El caso es que el invierno ártico de 2004 fue extremadamente frío y «rico» en estas nubes polares (que son más frecuentes en la Antártida que en el polo norte). «Cuando vino la luz solar, la cantidad usual de cloro fue más eficiente al destruir el ozono debido al efecto extra de las nubes», dice Rowland. «y eso es lo que hemos observado este año».

La cuestión crucial aquí es, ¿por qué hizo más frío? Es posible que sea una variación del clima polar, dice Rowland. O bien señala al calentamiento global. «El término se aplica sólo a la superficie; pero mientras ésta se calienta, la estratosfera se enfría, es algo que hemos observado». En otras palabras, el cambio climático produce un enfriamiento de las capas altas de la atmósfera...y ralentizaría la recuperación de la capa de ozono.

Otros expertos están apuntando esta paradoja. En una reunión de geofísicos americanos de la American Geophysical Union (AGU) hace cinco años se esbozó esta posibilidad.

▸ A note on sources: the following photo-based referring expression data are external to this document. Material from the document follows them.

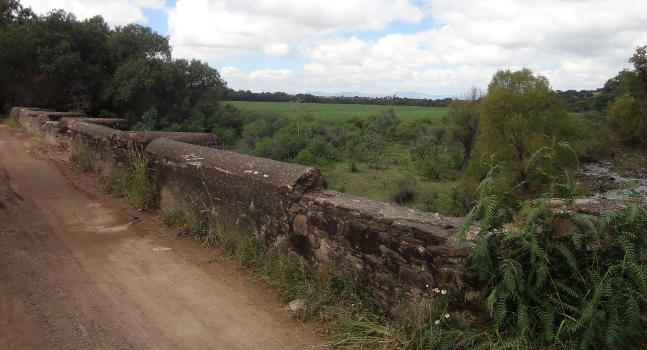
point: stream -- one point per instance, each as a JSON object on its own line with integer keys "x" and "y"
{"x": 613, "y": 185}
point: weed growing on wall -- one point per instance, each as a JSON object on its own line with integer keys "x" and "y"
{"x": 81, "y": 155}
{"x": 134, "y": 180}
{"x": 543, "y": 288}
{"x": 8, "y": 121}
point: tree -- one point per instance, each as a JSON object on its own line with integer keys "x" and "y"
{"x": 626, "y": 117}
{"x": 519, "y": 114}
{"x": 627, "y": 101}
{"x": 464, "y": 123}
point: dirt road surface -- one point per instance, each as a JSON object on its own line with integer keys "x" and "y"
{"x": 78, "y": 269}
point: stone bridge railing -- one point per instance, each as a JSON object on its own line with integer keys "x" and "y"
{"x": 398, "y": 251}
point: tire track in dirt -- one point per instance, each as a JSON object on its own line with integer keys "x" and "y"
{"x": 78, "y": 270}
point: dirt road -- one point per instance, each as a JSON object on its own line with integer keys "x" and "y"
{"x": 78, "y": 269}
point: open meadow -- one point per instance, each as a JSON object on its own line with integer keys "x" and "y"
{"x": 387, "y": 166}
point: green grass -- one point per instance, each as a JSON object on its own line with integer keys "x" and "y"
{"x": 338, "y": 112}
{"x": 379, "y": 184}
{"x": 134, "y": 181}
{"x": 8, "y": 121}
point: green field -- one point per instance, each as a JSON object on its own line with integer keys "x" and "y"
{"x": 379, "y": 183}
{"x": 338, "y": 111}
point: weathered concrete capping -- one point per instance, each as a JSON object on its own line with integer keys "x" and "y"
{"x": 59, "y": 115}
{"x": 116, "y": 123}
{"x": 15, "y": 112}
{"x": 261, "y": 170}
{"x": 92, "y": 130}
{"x": 145, "y": 137}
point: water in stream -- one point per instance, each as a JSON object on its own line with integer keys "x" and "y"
{"x": 623, "y": 187}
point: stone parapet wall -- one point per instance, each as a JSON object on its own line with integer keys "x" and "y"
{"x": 399, "y": 252}
{"x": 256, "y": 191}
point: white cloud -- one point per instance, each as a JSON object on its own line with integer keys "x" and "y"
{"x": 211, "y": 29}
{"x": 259, "y": 80}
{"x": 115, "y": 12}
{"x": 576, "y": 44}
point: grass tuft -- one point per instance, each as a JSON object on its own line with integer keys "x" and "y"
{"x": 8, "y": 121}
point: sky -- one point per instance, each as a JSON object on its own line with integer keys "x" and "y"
{"x": 381, "y": 47}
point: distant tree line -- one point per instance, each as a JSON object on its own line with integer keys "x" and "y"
{"x": 58, "y": 61}
{"x": 246, "y": 95}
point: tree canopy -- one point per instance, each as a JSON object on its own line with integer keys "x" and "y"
{"x": 520, "y": 114}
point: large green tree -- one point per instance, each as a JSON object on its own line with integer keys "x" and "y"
{"x": 519, "y": 115}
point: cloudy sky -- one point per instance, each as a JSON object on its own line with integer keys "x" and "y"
{"x": 438, "y": 47}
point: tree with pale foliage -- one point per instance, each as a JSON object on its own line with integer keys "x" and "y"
{"x": 519, "y": 115}
{"x": 464, "y": 124}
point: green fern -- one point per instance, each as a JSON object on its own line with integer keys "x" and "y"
{"x": 586, "y": 289}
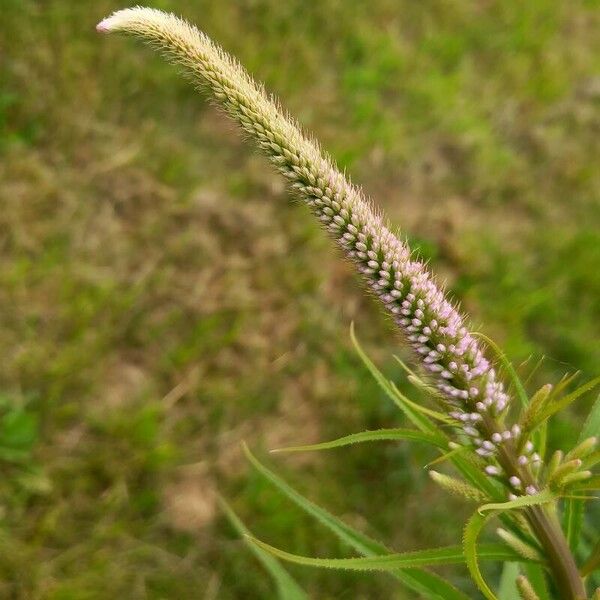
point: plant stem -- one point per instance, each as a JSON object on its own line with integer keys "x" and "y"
{"x": 564, "y": 569}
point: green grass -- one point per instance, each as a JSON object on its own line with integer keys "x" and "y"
{"x": 161, "y": 299}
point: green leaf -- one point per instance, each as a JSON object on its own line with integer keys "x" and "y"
{"x": 592, "y": 423}
{"x": 519, "y": 388}
{"x": 450, "y": 555}
{"x": 434, "y": 414}
{"x": 508, "y": 582}
{"x": 428, "y": 585}
{"x": 537, "y": 578}
{"x": 572, "y": 521}
{"x": 472, "y": 530}
{"x": 472, "y": 472}
{"x": 563, "y": 402}
{"x": 287, "y": 588}
{"x": 419, "y": 420}
{"x": 476, "y": 524}
{"x": 370, "y": 436}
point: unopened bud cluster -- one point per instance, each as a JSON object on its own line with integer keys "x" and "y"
{"x": 464, "y": 378}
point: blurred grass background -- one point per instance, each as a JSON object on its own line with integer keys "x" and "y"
{"x": 161, "y": 299}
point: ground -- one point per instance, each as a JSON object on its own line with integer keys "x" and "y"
{"x": 163, "y": 299}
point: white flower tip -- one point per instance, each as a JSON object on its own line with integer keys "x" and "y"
{"x": 103, "y": 26}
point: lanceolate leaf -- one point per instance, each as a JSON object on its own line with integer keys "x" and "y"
{"x": 287, "y": 587}
{"x": 592, "y": 423}
{"x": 474, "y": 527}
{"x": 572, "y": 521}
{"x": 563, "y": 402}
{"x": 418, "y": 419}
{"x": 429, "y": 585}
{"x": 422, "y": 558}
{"x": 370, "y": 436}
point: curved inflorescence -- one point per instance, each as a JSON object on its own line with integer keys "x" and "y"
{"x": 466, "y": 381}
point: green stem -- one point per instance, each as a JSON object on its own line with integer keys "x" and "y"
{"x": 546, "y": 528}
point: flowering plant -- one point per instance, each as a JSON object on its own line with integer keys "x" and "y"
{"x": 494, "y": 436}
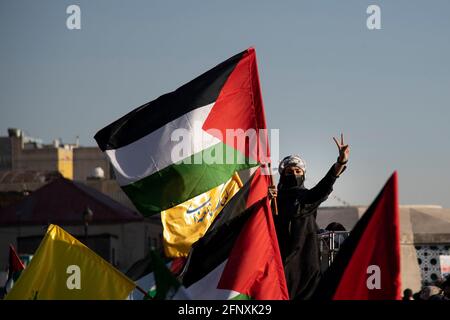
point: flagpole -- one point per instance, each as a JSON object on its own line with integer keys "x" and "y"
{"x": 275, "y": 205}
{"x": 141, "y": 290}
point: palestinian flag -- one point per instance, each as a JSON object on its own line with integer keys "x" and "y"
{"x": 191, "y": 140}
{"x": 238, "y": 257}
{"x": 367, "y": 266}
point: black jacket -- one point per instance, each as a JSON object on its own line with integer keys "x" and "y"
{"x": 297, "y": 235}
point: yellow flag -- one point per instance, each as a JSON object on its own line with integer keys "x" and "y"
{"x": 64, "y": 269}
{"x": 185, "y": 223}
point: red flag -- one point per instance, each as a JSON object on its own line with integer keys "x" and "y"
{"x": 367, "y": 266}
{"x": 239, "y": 253}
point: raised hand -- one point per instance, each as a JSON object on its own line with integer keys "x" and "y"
{"x": 344, "y": 149}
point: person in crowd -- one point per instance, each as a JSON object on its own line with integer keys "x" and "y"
{"x": 296, "y": 220}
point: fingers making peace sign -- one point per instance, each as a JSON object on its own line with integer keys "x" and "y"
{"x": 344, "y": 149}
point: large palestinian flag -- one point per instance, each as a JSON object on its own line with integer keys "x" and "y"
{"x": 367, "y": 266}
{"x": 158, "y": 166}
{"x": 238, "y": 257}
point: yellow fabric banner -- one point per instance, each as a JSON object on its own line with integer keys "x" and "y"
{"x": 187, "y": 222}
{"x": 65, "y": 269}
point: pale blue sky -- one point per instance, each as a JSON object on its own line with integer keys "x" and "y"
{"x": 322, "y": 72}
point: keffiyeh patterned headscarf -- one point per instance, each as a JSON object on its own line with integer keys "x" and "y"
{"x": 292, "y": 161}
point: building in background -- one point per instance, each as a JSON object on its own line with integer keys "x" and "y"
{"x": 424, "y": 237}
{"x": 19, "y": 152}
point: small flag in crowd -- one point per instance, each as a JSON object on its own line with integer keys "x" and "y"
{"x": 15, "y": 267}
{"x": 168, "y": 287}
{"x": 186, "y": 223}
{"x": 367, "y": 266}
{"x": 141, "y": 272}
{"x": 63, "y": 269}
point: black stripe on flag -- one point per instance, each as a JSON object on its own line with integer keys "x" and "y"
{"x": 153, "y": 115}
{"x": 332, "y": 276}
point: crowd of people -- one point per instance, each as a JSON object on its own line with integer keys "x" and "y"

Las observaciones de campo sobre el ozono (y el bromo) sugerían que destruirían más ozono de lo esperados si los gases de invernadero continuaban aumentando.

El experto Paul A. Newman, del Centro Espacial Goddard de la NASA, indicó que, según las predicciones, por culpa del efecto invernadero se continuaría destruyendo ozono en 2050 y hasta incluso en 2070.

Una nota optimista

Pero la ciencia de la química atmosférica es tan compleja que la certidumbre es algo difícil. «La cuestión de cuánto es una variabilidad normal (en referencia a los inviernos árticos más fríos) y cuánto se debe al dióxido de carbono es algo que averiguaremos en los próximos años», dice Sherwood Rowland.

«En referencia a lo que hemos visto este pasado invierno en el polo norte, no creo que este tipo de fenómenos vayan a empeorar», asegura a este diario Joseph M. Zawodny, del Centro Langley de la NASA. Zawodny participó en el primer estudio que ratificaba la desaceleración de la destrucción del ozono en 2003. «Creo que los modelos sugieren que las cosas se van a normalizar». Para este experto, el Protocolo de Montreal fue histórico. «La comunidad científica habló con una sola voz. El problema es que los CFC permanecen mucho tiempo en la atmósfera, algunos durante centenares de años, por lo que llevará bastante tiempo el que desaparezcan».